I was installing a somewhat old program on my comp. (Win 98, Pentium III 667 Mhz, 256 MB Ram, and a 30 GB hard drive partitioned with drives C: 20 GB and D:10 GB).
During installation I got the blue screen of death, I had to restart comp but before entering windows I got a message saying I had some errors in a couple of sys files and that I had to restart comp again so that way those files would be corrected.
I did so, but then I couldn´t enter win98 because i had errors or something with the display.sys, and himem.sys files.
Then I used a Boot disk, putting some commands so all sys.files would be replaced. I restarted again and found that this time I had a I/O problem and couldn´t do nothing without the boot disk.
I decided to Format the C: drive (I didn´t have any important files in it) but for some reason I couldn´t do it in Dos.
After that I installed an old hard drive (3.0 GB), that also had Win98 and i put it as master and the problem HD as slave.
I entered Win98 with no problem (in the 3.0 GB HD), and then went to format the D: drive (the 20 GB drive), I formated the D: drive copying only the system files in it with no problems, and not “touching” the E: drive (the 10 GB drive).
Then again I put the problem HD as master again, and disconnected the other for the moment. In Dos I went to the 10 GB drive where I had a Backup of Win98 and started to install Win98 again on the 20 GB drive but again I got a message saying I had an error in some clusters or something.
Afterwards I reinstalled the 3.0 GB HD, put it again as master and used scandisk on the 20 GB drive. After some scanning scandisk found problems with some clusters, and simply halted, it just stopped working.
Finally I went to Dos, put dir d:/p and found a VERY large number of files and directories even though I had formated the disk.
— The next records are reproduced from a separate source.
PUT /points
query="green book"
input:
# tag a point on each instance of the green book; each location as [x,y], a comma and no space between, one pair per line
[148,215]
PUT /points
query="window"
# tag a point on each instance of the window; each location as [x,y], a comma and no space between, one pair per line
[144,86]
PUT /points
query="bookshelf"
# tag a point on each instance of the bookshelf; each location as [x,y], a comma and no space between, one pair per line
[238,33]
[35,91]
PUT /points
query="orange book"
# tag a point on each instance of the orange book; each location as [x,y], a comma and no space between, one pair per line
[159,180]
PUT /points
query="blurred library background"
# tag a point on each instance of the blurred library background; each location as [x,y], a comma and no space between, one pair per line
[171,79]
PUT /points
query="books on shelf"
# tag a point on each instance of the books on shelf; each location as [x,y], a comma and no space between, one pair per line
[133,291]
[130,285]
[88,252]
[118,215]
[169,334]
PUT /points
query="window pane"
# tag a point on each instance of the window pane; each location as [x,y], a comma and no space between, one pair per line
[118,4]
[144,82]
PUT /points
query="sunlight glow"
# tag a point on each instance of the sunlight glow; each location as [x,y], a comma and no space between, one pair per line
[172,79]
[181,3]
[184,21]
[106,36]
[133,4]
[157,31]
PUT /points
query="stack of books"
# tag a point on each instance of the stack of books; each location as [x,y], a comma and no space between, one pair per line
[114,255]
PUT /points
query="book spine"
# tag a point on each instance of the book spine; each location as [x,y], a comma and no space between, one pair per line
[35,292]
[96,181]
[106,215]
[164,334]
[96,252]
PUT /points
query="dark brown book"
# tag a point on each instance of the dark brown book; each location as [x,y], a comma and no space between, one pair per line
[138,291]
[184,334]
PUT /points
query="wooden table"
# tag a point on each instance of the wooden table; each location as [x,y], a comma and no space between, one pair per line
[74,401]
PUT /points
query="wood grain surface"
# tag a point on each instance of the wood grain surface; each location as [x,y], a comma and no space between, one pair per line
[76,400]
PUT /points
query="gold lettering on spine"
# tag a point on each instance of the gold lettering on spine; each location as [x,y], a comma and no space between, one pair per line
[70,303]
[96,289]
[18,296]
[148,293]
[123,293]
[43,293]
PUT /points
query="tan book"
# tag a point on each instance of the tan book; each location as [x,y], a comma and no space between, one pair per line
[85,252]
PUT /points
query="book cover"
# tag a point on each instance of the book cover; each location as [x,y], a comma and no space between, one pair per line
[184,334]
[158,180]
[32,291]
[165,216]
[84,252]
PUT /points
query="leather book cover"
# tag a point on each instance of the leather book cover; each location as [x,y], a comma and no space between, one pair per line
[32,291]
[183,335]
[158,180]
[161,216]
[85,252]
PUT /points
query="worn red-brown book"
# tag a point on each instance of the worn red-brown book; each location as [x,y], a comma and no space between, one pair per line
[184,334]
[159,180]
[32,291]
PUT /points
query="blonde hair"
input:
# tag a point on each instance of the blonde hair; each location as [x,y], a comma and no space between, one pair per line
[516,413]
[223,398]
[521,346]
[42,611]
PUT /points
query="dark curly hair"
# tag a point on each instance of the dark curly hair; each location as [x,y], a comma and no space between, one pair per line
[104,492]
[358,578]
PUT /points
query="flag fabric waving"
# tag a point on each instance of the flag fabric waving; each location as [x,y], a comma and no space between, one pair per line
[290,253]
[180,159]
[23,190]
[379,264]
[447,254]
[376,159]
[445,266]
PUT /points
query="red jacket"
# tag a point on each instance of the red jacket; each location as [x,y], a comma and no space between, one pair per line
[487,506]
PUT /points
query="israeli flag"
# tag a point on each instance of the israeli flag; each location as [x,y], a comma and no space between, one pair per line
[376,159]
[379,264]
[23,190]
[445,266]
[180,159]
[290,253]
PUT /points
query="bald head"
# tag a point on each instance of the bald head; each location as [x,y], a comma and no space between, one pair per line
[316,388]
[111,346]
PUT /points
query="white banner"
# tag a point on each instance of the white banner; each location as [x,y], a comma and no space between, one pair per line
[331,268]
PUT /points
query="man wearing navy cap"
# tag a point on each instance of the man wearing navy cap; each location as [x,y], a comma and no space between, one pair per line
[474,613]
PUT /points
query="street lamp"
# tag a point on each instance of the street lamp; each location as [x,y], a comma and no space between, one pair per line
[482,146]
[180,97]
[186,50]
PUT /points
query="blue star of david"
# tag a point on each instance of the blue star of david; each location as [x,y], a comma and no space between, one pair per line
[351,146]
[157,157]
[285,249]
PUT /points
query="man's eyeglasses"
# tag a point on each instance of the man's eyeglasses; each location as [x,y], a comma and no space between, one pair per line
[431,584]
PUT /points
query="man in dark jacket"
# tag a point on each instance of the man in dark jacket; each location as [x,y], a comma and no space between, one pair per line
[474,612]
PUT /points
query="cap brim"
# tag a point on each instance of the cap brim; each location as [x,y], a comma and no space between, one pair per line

The directories have names like dir00001, dir00002...and there are files with names like file000E3A.chk.
When I try to Format d: this time I get a msg saying Insufficient Memory when the format reaches 13%.
I´ve tried using format d:/u, but i get the same msg.
Please help I don´t know what to do now!
 
I had the same problem with a 30GB Maxtor HD , What I did was go to and download MAXBlaster, It is a program that will put your hard drive back into factory condition , I believe it will work on other HDs because there is a teb in the program for other type of Hard Drives , This process will take some time But whin you are done your HD will work Like new and all the bad clusters will be taken out
 
There is the possibilty that this drive is dying on you. I just had to replace one with similar problems. Finally the bad clusters were all over the place. It wouldn't finish scan disk or format. I replaced it-problem solved. "A little knowledge is a dangerous thing....." [morning]
 
Wow! A lot of hard drive issues around here. And hard drives that look like they have physical / electrical problems, to boot.

Reformat the drive again, in DOS only. Use the /C switch to force FORMAT to look over every single, solitary sector, including the ones it previously marked as 'bad'. See what happens.

If that doesn't help both nightowl17 and nobrain are giving great, wonderful advice - try resetting the drive using MAXBlaster. It could be the diagnostic cylinder is a mess. Otherwise you may have to replace it.

The directories and files you found on the drive are what ScanDisk leaves when it finds errors - it saves what it can to those structures, number sequentially. For the normal user they're useless. You have to go in by hex and pull out any useful data structures, as the original file's data order was destroyed.

What clusters did it report errors on? If the errors were in the boot, partition or FAT areas those aren't repairable. The OS needs those structures in EXACT locations. If that is where the error are you can make a empty, 'dummy' first partition that you won't use just to lock out the bad areas from use. Then use the rest of the space. Your mileage may vary...
 
Good advices already given but I add one thing,
Just check RAM of your PC (easiest by disabling Fast Boot option in Advanced Setup). If you are overdriving the system, disable it, run the system on normal frequency.